In their session on the next generation of pay for performance at last month’s WorldatWork Total Rewards conference in San Diego, Mercer consultants Brian Levine PhD and Haig Nalbantian presented the case that companies have overstepped in their move to variable pay during the downturn, as they have worked to leverage limited resources to the greatest productive advantage, and that – given employees’ strong preference for base pay as a reward – we should return to more salary-centric model of compensation.

With this, they proposed two “alternative” pay for performance models (which focus on base pay as the primary reward) for our consideration:

The “Tournament” Model

  • Pay rates need only vary with hierarchical level, not current performance.
  • Pay rates in levels above motivate those below.
  • Relative performance evaluation determines who advances.

The “Membership” Model

  • Pay rates exceed market.
  • Partial monitoring, supervision is difficult.
  • Employment discontinued when employee found not to meet threshold performance.

I haven’t yet given great consideration to the tournament model; that may be the topic of a future post. On the surface of it, though, it strikes me as an approach which relies on the existence of substantial organizational and pay level hierarchy to have any motivational power. Many of today’s flatter, leaner organizations may not have the number of striations and upward growth slots required to make this approach ultimately effective.

Membership Model doesn’t rely on incentives

For this post, however, I wanted to take a closer look at the membership model. Interestingly, although he doesn’t call it by this name, this is the pay model that Dan Pink advocates when he advises us, rather than relying overly on incentives, to:

  1. Pay people enough to take the issue of money off the table; and,
  2. Pay people fairly.

The membership model, in the words of the Mercer team, can motivate if premium pay – as a substitute for direct supervision – is coupled with threat of termination.

Call me vision-impaired, but I get stuck when I try to envision above-market pay as a substitute for supervision. Particularly because I suspect that little supervision also means little performance management, direction or coaching. Does this approach rest, then, on the assumption that employees who are “purchased” at a higher salary level – by definition – innately understand the link between company strategy and priorities and their own role … and can be turned loose to collaborate and generate success on the required terms, without “interference” by leadership?

A heavy move to more performance management

To my way of thinking, the membership model must rest heavily on performance management – perhaps even more so than other approaches.

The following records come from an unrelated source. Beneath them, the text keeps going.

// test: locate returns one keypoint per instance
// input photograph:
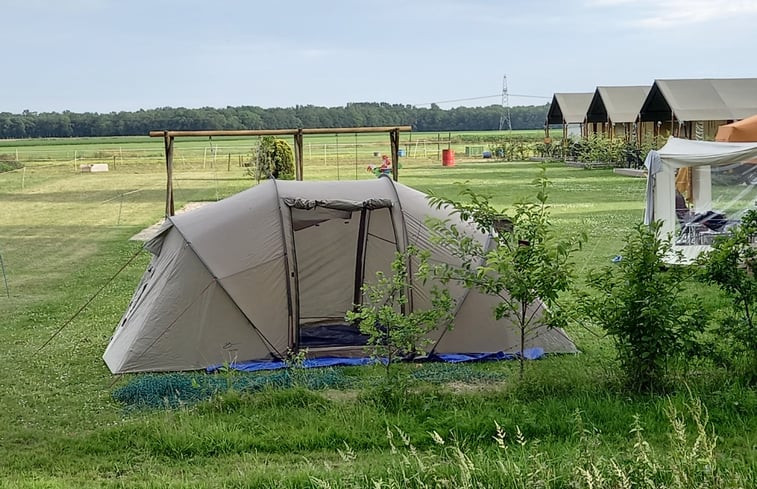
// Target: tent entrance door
(335, 250)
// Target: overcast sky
(112, 55)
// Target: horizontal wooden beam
(279, 132)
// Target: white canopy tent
(722, 182)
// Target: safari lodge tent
(614, 111)
(276, 267)
(699, 190)
(569, 110)
(695, 108)
(742, 131)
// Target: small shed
(695, 108)
(614, 111)
(569, 110)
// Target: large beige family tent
(699, 190)
(276, 267)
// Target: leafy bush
(273, 159)
(640, 304)
(731, 264)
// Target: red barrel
(448, 157)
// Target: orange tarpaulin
(741, 131)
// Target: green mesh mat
(180, 389)
(443, 373)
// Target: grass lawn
(64, 235)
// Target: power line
(505, 118)
(483, 97)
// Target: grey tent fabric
(569, 108)
(242, 279)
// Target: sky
(125, 55)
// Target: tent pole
(298, 167)
(168, 140)
(394, 139)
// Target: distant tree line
(71, 124)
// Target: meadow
(65, 235)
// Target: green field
(64, 234)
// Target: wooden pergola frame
(297, 134)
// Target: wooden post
(168, 140)
(394, 140)
(298, 166)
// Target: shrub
(731, 264)
(273, 159)
(640, 304)
(6, 165)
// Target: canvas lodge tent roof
(277, 266)
(616, 104)
(569, 108)
(744, 130)
(723, 180)
(701, 100)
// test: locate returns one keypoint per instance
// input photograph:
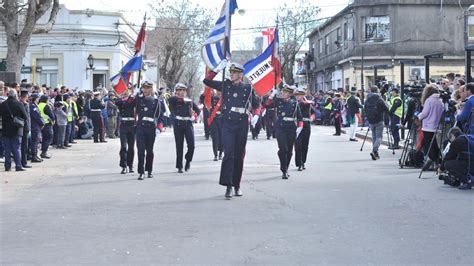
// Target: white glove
(298, 131)
(254, 120)
(221, 66)
(274, 93)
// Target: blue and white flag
(212, 51)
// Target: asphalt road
(344, 209)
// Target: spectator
(12, 133)
(430, 117)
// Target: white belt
(239, 110)
(182, 118)
(149, 119)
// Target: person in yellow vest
(396, 110)
(75, 118)
(68, 110)
(46, 112)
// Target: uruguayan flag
(212, 51)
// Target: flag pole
(141, 65)
(273, 53)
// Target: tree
(181, 28)
(296, 23)
(16, 14)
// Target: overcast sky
(257, 12)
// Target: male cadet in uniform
(215, 124)
(269, 119)
(302, 141)
(396, 107)
(184, 113)
(150, 111)
(37, 123)
(237, 99)
(126, 106)
(96, 106)
(46, 112)
(289, 125)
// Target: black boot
(187, 166)
(228, 192)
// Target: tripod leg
(365, 138)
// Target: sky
(257, 12)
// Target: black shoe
(466, 186)
(45, 156)
(373, 156)
(36, 160)
(238, 192)
(228, 192)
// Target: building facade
(375, 35)
(82, 51)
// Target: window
(377, 29)
(470, 22)
(326, 46)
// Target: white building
(61, 56)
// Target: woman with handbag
(13, 118)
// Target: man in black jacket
(11, 134)
(459, 158)
(375, 108)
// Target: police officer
(302, 142)
(269, 119)
(126, 107)
(237, 100)
(396, 110)
(150, 111)
(215, 124)
(96, 107)
(184, 111)
(37, 123)
(289, 125)
(46, 112)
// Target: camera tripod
(388, 138)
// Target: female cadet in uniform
(184, 113)
(289, 125)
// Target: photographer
(375, 108)
(458, 159)
(464, 118)
(430, 117)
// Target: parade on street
(236, 133)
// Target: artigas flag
(264, 72)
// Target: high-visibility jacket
(45, 117)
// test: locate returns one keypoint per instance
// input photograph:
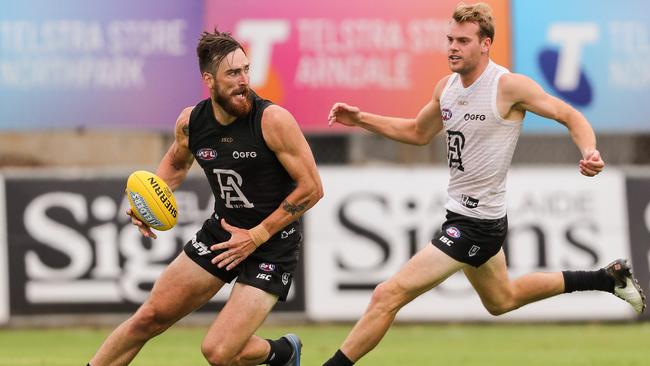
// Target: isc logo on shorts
(264, 276)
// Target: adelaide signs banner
(72, 249)
(374, 219)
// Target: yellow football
(151, 200)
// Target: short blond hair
(479, 13)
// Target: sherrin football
(151, 200)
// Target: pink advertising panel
(383, 56)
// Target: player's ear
(208, 80)
(486, 42)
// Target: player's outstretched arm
(528, 95)
(178, 160)
(415, 131)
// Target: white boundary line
(4, 253)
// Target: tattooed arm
(178, 160)
(284, 138)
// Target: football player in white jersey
(478, 104)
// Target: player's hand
(238, 247)
(592, 164)
(142, 227)
(344, 114)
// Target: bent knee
(216, 355)
(148, 321)
(499, 308)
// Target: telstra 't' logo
(562, 66)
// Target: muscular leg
(182, 288)
(425, 270)
(500, 295)
(230, 339)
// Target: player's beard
(230, 103)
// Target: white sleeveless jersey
(480, 145)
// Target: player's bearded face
(231, 89)
(234, 101)
(464, 47)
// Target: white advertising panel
(372, 220)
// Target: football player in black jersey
(264, 177)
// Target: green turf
(405, 345)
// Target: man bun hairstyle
(213, 47)
(479, 13)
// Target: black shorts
(269, 268)
(470, 240)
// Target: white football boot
(626, 286)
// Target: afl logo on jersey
(446, 114)
(453, 232)
(207, 154)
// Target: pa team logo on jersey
(453, 232)
(207, 154)
(446, 114)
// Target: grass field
(405, 345)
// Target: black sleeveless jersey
(246, 178)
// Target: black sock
(280, 352)
(339, 359)
(588, 280)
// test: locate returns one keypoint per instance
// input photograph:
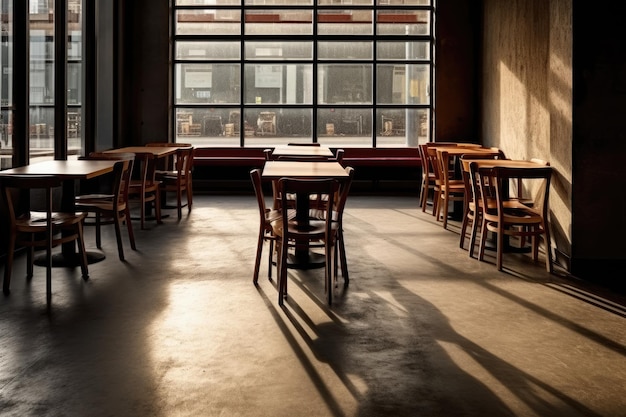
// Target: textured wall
(527, 94)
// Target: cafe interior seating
(450, 188)
(112, 206)
(472, 203)
(428, 177)
(179, 180)
(145, 189)
(45, 229)
(290, 232)
(266, 217)
(521, 221)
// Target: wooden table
(157, 151)
(69, 172)
(275, 170)
(295, 150)
(507, 163)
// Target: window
(338, 72)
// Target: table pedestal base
(306, 260)
(62, 260)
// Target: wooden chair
(450, 189)
(266, 217)
(113, 207)
(146, 189)
(472, 203)
(428, 177)
(289, 232)
(42, 229)
(179, 180)
(521, 221)
(303, 144)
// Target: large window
(338, 72)
(42, 104)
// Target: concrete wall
(527, 94)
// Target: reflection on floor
(422, 330)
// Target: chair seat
(35, 221)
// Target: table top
(158, 151)
(461, 150)
(298, 169)
(294, 150)
(508, 163)
(70, 169)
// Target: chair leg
(343, 259)
(118, 237)
(282, 275)
(8, 266)
(473, 235)
(98, 233)
(257, 259)
(483, 241)
(179, 203)
(129, 226)
(157, 206)
(142, 211)
(81, 250)
(499, 249)
(271, 259)
(548, 245)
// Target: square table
(69, 171)
(295, 150)
(275, 170)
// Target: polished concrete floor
(422, 330)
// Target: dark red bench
(381, 157)
(229, 156)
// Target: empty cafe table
(69, 172)
(275, 170)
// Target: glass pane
(338, 83)
(6, 93)
(206, 2)
(344, 2)
(403, 2)
(208, 22)
(344, 126)
(41, 112)
(406, 127)
(402, 22)
(344, 22)
(394, 87)
(208, 126)
(196, 50)
(279, 22)
(279, 50)
(344, 50)
(403, 50)
(288, 84)
(278, 2)
(272, 126)
(207, 83)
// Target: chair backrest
(344, 190)
(122, 171)
(339, 155)
(537, 180)
(27, 182)
(184, 163)
(146, 161)
(255, 176)
(305, 189)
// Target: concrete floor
(423, 330)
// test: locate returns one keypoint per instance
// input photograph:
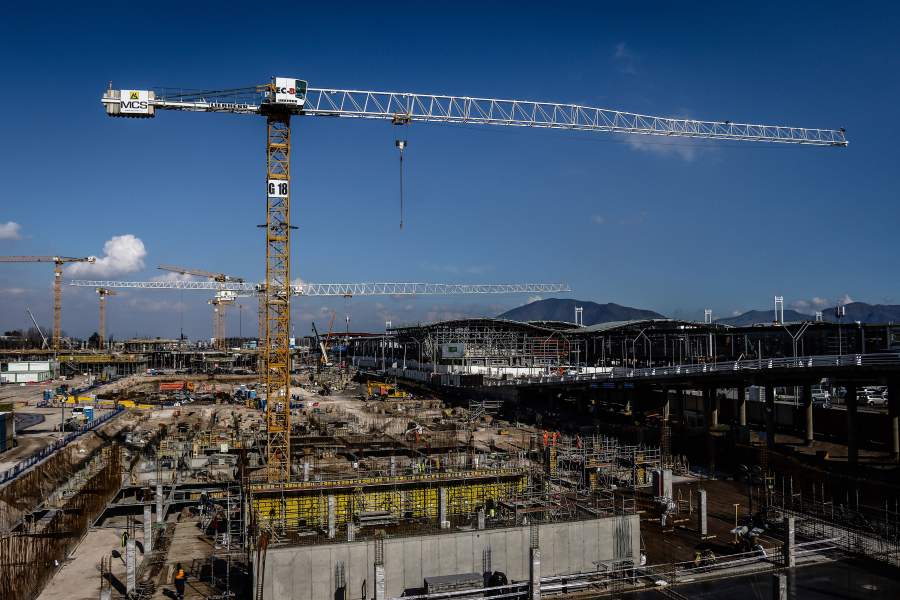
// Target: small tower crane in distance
(220, 302)
(283, 98)
(58, 262)
(102, 293)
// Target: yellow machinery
(379, 389)
(305, 504)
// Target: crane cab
(288, 92)
(129, 103)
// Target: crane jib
(293, 97)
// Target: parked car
(872, 396)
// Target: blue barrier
(29, 462)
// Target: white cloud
(10, 231)
(624, 59)
(682, 148)
(145, 304)
(817, 303)
(458, 269)
(121, 254)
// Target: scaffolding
(224, 519)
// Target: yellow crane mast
(58, 262)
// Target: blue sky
(674, 228)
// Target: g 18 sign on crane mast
(283, 98)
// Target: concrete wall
(308, 572)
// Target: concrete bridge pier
(894, 414)
(852, 424)
(713, 407)
(807, 407)
(742, 405)
(665, 409)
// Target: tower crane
(222, 299)
(282, 98)
(102, 293)
(221, 277)
(58, 262)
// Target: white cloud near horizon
(624, 59)
(121, 254)
(10, 231)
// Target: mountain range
(561, 309)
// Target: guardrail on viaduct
(843, 361)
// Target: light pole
(839, 312)
(401, 145)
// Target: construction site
(448, 459)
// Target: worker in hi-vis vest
(179, 581)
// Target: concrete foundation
(148, 529)
(159, 512)
(701, 515)
(534, 591)
(307, 572)
(130, 566)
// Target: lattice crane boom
(58, 262)
(102, 293)
(342, 289)
(201, 273)
(406, 107)
(283, 98)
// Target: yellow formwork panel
(310, 509)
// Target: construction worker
(180, 576)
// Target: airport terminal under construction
(466, 458)
(470, 458)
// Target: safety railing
(800, 362)
(45, 452)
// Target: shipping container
(7, 431)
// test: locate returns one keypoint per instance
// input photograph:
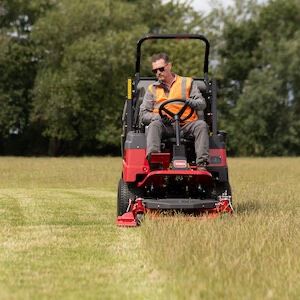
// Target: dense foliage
(64, 66)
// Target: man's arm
(146, 109)
(196, 99)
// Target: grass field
(58, 238)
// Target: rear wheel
(126, 191)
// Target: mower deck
(174, 203)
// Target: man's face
(161, 69)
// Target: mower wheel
(125, 192)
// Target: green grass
(58, 238)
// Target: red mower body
(162, 183)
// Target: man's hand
(166, 121)
(155, 117)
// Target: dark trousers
(198, 129)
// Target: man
(172, 86)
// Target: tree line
(64, 66)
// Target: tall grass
(58, 238)
(251, 255)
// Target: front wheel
(126, 191)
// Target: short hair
(159, 56)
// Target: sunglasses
(161, 69)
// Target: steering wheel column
(179, 160)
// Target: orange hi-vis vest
(180, 89)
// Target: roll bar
(171, 36)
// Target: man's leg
(199, 130)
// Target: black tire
(125, 192)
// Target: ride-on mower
(169, 180)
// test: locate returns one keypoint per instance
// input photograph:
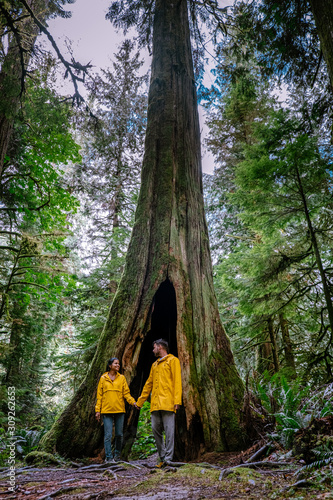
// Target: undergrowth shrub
(290, 405)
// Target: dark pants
(164, 420)
(108, 419)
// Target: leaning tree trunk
(167, 286)
(13, 69)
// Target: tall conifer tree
(167, 286)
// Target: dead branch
(259, 453)
(228, 470)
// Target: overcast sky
(93, 39)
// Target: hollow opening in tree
(162, 325)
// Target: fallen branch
(228, 470)
(61, 491)
(94, 495)
(259, 453)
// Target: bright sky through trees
(93, 38)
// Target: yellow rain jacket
(165, 384)
(111, 394)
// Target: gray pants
(160, 420)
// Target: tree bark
(272, 337)
(265, 355)
(167, 286)
(288, 350)
(316, 251)
(322, 11)
(12, 73)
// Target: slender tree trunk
(272, 337)
(325, 284)
(322, 11)
(12, 73)
(265, 356)
(167, 286)
(288, 350)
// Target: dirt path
(139, 480)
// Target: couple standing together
(164, 384)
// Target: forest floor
(138, 480)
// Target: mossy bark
(287, 347)
(169, 253)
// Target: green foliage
(144, 444)
(291, 404)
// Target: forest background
(70, 177)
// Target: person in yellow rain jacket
(165, 384)
(111, 391)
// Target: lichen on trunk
(167, 285)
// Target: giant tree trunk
(167, 286)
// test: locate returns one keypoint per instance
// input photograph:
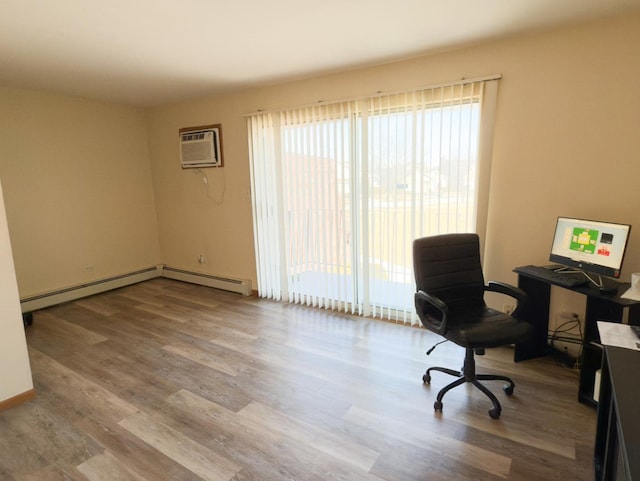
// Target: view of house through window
(340, 191)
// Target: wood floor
(169, 381)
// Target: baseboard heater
(83, 290)
(241, 286)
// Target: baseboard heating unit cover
(241, 286)
(83, 290)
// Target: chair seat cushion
(486, 327)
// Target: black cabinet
(599, 307)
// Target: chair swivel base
(468, 374)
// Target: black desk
(617, 448)
(599, 307)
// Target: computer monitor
(590, 246)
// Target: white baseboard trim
(241, 286)
(96, 287)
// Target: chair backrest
(448, 267)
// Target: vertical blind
(340, 191)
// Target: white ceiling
(149, 52)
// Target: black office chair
(450, 302)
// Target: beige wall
(77, 187)
(15, 372)
(566, 143)
(82, 188)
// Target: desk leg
(536, 312)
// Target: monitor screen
(589, 245)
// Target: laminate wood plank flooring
(165, 380)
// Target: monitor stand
(604, 285)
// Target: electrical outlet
(508, 308)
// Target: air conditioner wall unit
(201, 147)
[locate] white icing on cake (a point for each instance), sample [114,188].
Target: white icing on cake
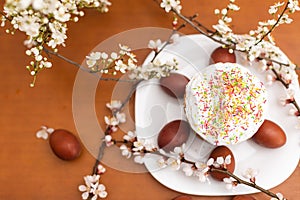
[225,103]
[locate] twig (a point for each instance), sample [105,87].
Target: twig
[48,51]
[241,181]
[99,157]
[274,26]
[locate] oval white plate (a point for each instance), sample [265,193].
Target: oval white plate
[154,108]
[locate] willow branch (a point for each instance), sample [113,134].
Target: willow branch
[241,181]
[274,25]
[48,51]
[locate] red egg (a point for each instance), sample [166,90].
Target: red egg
[243,197]
[173,134]
[174,85]
[223,55]
[222,151]
[64,144]
[270,135]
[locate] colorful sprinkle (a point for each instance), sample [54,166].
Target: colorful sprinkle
[225,103]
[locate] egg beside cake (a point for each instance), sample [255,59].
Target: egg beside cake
[225,103]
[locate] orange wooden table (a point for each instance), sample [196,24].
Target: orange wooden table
[28,168]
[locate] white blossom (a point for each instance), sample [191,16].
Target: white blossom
[101,169]
[171,4]
[293,5]
[188,170]
[273,9]
[114,105]
[250,174]
[92,59]
[233,7]
[108,140]
[279,196]
[139,159]
[174,163]
[44,132]
[161,162]
[130,136]
[175,38]
[125,151]
[121,117]
[229,183]
[154,44]
[92,187]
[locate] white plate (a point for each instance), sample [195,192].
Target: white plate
[154,108]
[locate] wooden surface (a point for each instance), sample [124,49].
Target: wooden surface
[28,168]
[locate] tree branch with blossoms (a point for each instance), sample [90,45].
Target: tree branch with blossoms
[131,145]
[45,24]
[258,45]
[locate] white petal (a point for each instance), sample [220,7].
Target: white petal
[101,187]
[85,195]
[103,194]
[50,130]
[210,162]
[42,134]
[82,188]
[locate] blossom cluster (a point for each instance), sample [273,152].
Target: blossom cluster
[45,24]
[259,43]
[117,118]
[171,4]
[125,61]
[92,187]
[122,61]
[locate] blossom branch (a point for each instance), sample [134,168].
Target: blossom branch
[241,181]
[274,25]
[48,51]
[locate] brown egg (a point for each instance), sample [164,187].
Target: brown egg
[174,85]
[221,54]
[243,197]
[270,135]
[64,144]
[173,134]
[183,197]
[222,151]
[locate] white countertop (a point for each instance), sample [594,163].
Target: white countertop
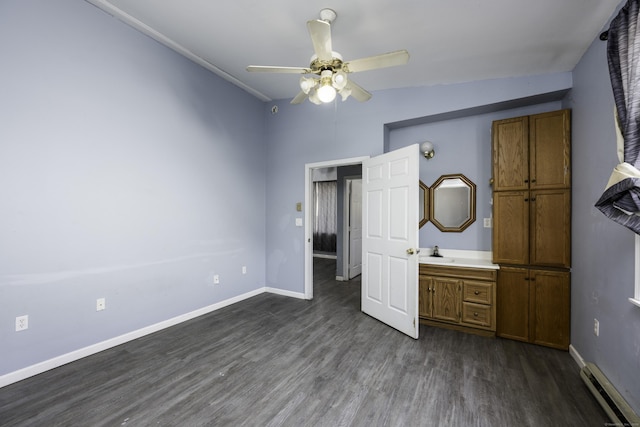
[458,258]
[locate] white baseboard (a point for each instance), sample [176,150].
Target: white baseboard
[38,368]
[291,294]
[576,356]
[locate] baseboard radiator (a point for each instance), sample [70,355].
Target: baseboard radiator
[611,401]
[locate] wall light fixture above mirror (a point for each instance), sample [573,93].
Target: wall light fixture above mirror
[427,150]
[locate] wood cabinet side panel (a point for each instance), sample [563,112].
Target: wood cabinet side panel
[550,235]
[446,299]
[510,154]
[551,308]
[511,227]
[550,150]
[512,306]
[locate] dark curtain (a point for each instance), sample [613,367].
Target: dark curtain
[621,199]
[324,227]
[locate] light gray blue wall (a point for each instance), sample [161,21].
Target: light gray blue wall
[126,172]
[602,251]
[462,145]
[308,133]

How else do we ensure that our high investment in talent delivers value for us? And how else do we reliably, decisively, accurately and compassionately identify and terminate those individuals who aren’t delivering on that investment? After all, the threat of termination is the cornerstone of this approach, is it not? Otherwise, don’t you risk simply building an overpaid and entitled workforce?

In what I can’t help seeing as a particularly ironic note, it often seems as though many of the calls for this model of compensation – the cries of “just pay them fairly!” crowd – come from the same group who insists that performance appraisals must be killed off.

Perhaps it ultimately hangs on what you see as the end goal. The Mercer consultants reference employee turnover (or its reduction) as a key measure of reward plan success. For sure, premium pay will likely reduce employee turnover. I would argue that business results are at least as important a goal as reduced turnover; in the end, a successful and economically viable organization is in the best position to serve everyone’s interests – owners, leaders and employees.

Help me here. What’s your take? Does the membership model represent the best “next generation” of pay for performance? Is it truly workable and, if so, for what kinds of organizations? Where are we seeing it work effectively now and what have been the conditions for its success?